The two colors in the slice sequence (arranged by spatial location) represent two classes of slice-level prediction including AAS (yellow) and non-AAS (green). The slice activation map indicates the voxel-level localization of AAS. AAS, acute aortic syndrome; TAAD, Stanford Type A dissection; TBAD, Stanford Type B dissection; IMH, intramural hematoma; PAU, penetrating atherosclerotic ulcer.

Extended Data Fig. 4. Flowchart illustrating the potential benefits for patients with Acute Aortic Syndrome (AAS) who were initially suspected to have other acute diseases in the retrospective real-world study (stage III), compared to the current clinical workflow.

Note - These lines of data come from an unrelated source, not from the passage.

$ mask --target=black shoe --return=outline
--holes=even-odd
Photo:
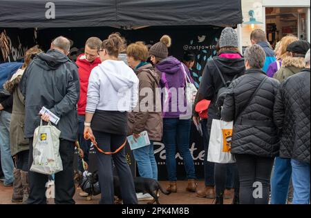
[[[10,186],[13,186],[13,183],[10,183],[10,184],[7,184],[6,182],[3,181],[3,186],[6,187],[10,187]]]
[[[232,201],[232,204],[240,204],[240,198],[238,196],[234,195]]]
[[[223,195],[220,195],[219,196],[216,195],[215,199],[215,204],[223,204]]]

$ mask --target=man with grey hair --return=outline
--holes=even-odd
[[[252,45],[257,44],[263,48],[265,53],[265,61],[263,66],[263,70],[267,72],[269,66],[276,60],[274,52],[271,45],[267,40],[265,32],[261,29],[253,30],[250,34],[250,40]]]
[[[279,82],[261,70],[265,51],[258,45],[247,48],[244,75],[230,84],[221,110],[225,121],[234,121],[231,153],[240,178],[240,204],[267,204],[274,157],[279,152],[273,106]],[[253,195],[253,184],[262,184],[263,195]]]
[[[280,157],[291,160],[294,204],[309,204],[310,199],[310,49],[305,62],[305,69],[281,84],[274,110],[281,132]]]
[[[20,89],[25,97],[24,133],[30,140],[29,164],[32,164],[35,129],[40,125],[38,113],[42,106],[60,118],[56,127],[61,131],[59,154],[63,170],[55,175],[55,204],[75,204],[73,157],[77,139],[77,103],[79,95],[77,68],[67,57],[70,41],[64,37],[54,39],[50,49],[38,54],[26,69]],[[44,115],[41,119],[49,121]],[[48,176],[29,171],[30,195],[27,204],[46,204]]]

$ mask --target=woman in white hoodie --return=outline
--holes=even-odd
[[[100,204],[114,203],[113,161],[120,178],[123,203],[137,204],[133,177],[125,158],[127,112],[138,100],[138,78],[117,57],[124,48],[120,34],[104,40],[99,51],[102,61],[92,70],[87,92],[84,135],[94,135],[97,142],[98,175],[102,198]]]

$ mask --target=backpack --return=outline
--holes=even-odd
[[[236,77],[238,77],[238,75],[235,75],[234,77],[232,78],[232,81],[225,81],[225,78],[223,77],[223,74],[220,72],[220,70],[219,70],[218,66],[216,65],[216,63],[215,63],[214,59],[211,59],[211,61],[213,62],[214,65],[215,66],[215,67],[217,70],[217,72],[218,72],[219,76],[220,77],[221,80],[223,81],[223,83],[225,86],[219,89],[218,92],[217,92],[216,101],[215,101],[215,105],[218,108],[220,108],[221,106],[223,106],[223,101],[227,95],[227,93],[228,92],[229,86],[230,86],[230,83],[232,82],[232,81],[234,81],[234,79],[236,79]]]

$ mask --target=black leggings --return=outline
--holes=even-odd
[[[267,204],[274,158],[235,156],[240,177],[240,204]]]
[[[21,151],[17,154],[16,168],[23,171],[28,171],[29,150]]]
[[[238,182],[238,168],[236,164],[215,164],[214,178],[216,195],[223,195],[226,188],[227,168],[231,165],[234,179],[234,196],[238,196],[240,184]]]
[[[126,139],[126,135],[119,135],[93,131],[98,147],[104,152],[113,152]],[[120,182],[121,195],[124,204],[138,204],[132,173],[125,157],[125,148],[113,155],[104,155],[96,150],[98,159],[98,175],[102,198],[100,204],[114,204],[113,160]]]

a. A patient with lower back pain was initially suspected to have lumbar disc protrusion and underwent clinical investigations, including lumbar spine CT and non-contrast chest CT. b. A patient with abdominal pain was initially suspected to have acute gastroenteritis, underwent clinical investigations including a non-contrast abdominal CT, and was discharged from the ED. Four days later, he returned to the ED with worsening symptoms and underwent a non-contrast chest CT. Our model could have detected AAS during the first visit. c. A patient with abdominal pain was suspected to have a chemotherapy drug reaction and underwent clinical investigations, including non-contrast abdominal CT and pulmonary CTA. Before a definitive diagnosis, the patient experienced cardiopulmonary arrest. iAorta system could potentially save the patient’s life.

Extended Data Fig. 5. Flowchart describing the process of the seamless integration of iAorta into the existing clinical workflow.

PACS, picture archiving and communication system; RIS, radiology information system.